Usted podría escribir ochenta y nueve cuentos cortos
cuando abre el frigorífico. Hablarían del perejil y de media docena de huevos
cóncavos que parasitan durante días en
gélida asamblea. No es extraña tal ocurrencia, el frigorífico suele ser el
polo norte de muchos relatos breves, considerando que los perejiles arrugados
sobre un verso de Rimbaud, se presenten como escenario ideal.

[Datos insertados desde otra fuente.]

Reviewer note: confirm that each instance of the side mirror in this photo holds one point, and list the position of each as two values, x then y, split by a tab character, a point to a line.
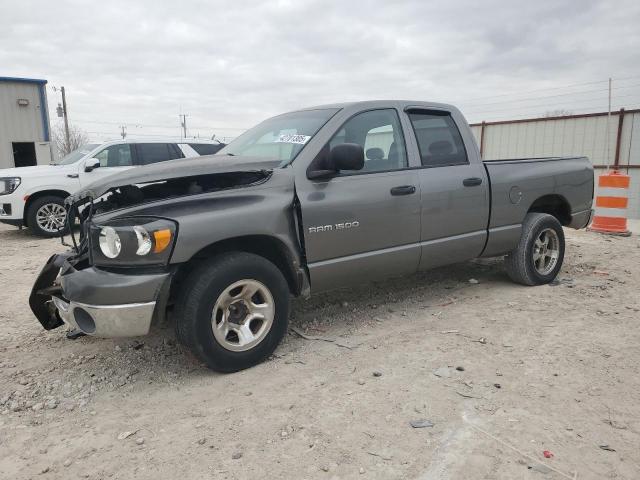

Ochenta y nueve cuentos cortos no son tanto,
narrarían, por decir algo, la vida secreta de los poetas sin sesera, aquellos
cantores que habitan en otra latitud y se consagran a los espíritus del mal, el
sueño irreverente de los decapitados por el cartel de Sinaloa, o la breve
historia de un grupo de abogados cocainómanos convertidos en gang atraca
bancos.
Mejor, la de un grupo de banqueros cocainómanos
convertidos en gang atraca abogacías, quizás en huevos apoyados sobre la
maldita fresquera con olor a perejil.
Los versos más tristes esta noche de Neruda fabrican
telarañas en el depósito de cadáveres….. escritos mínimos frigorizados emanan
del vacío absoluto, de la soledad
explicada por León Felipe “narradores de cuentos, el gusano no se chupa
el caramelo de la cola, no es un cuento, es un sueño que camina”. Acaso a estas
alturas el mismo León Felipe sea un sueño, un gusano, un caramelo.
Especulaciones
sobre brevedad en ochenta y nueve textos chocan con la puerta abierta, ésta
nevera es una morgue casual donde seis huevos cóncavos velan la agonía del
perejil o la triste melodía del saxo de Stan Getz, y usted, tan dispuesto a escribir para dormir
un poco más, (¿dormir y escribir es lo mismo?), intenta cerrar la puerta
escabrosa de gama blanca y volver sobre sus pasos, retroceder hasta el origen
mismo de la letra primera, una capitular agujereada por las espadas de la
razón.
Ochenta y nueve cuentos breves sin sentido,
demenciales, disparatados, llenos de boquetes de fusil.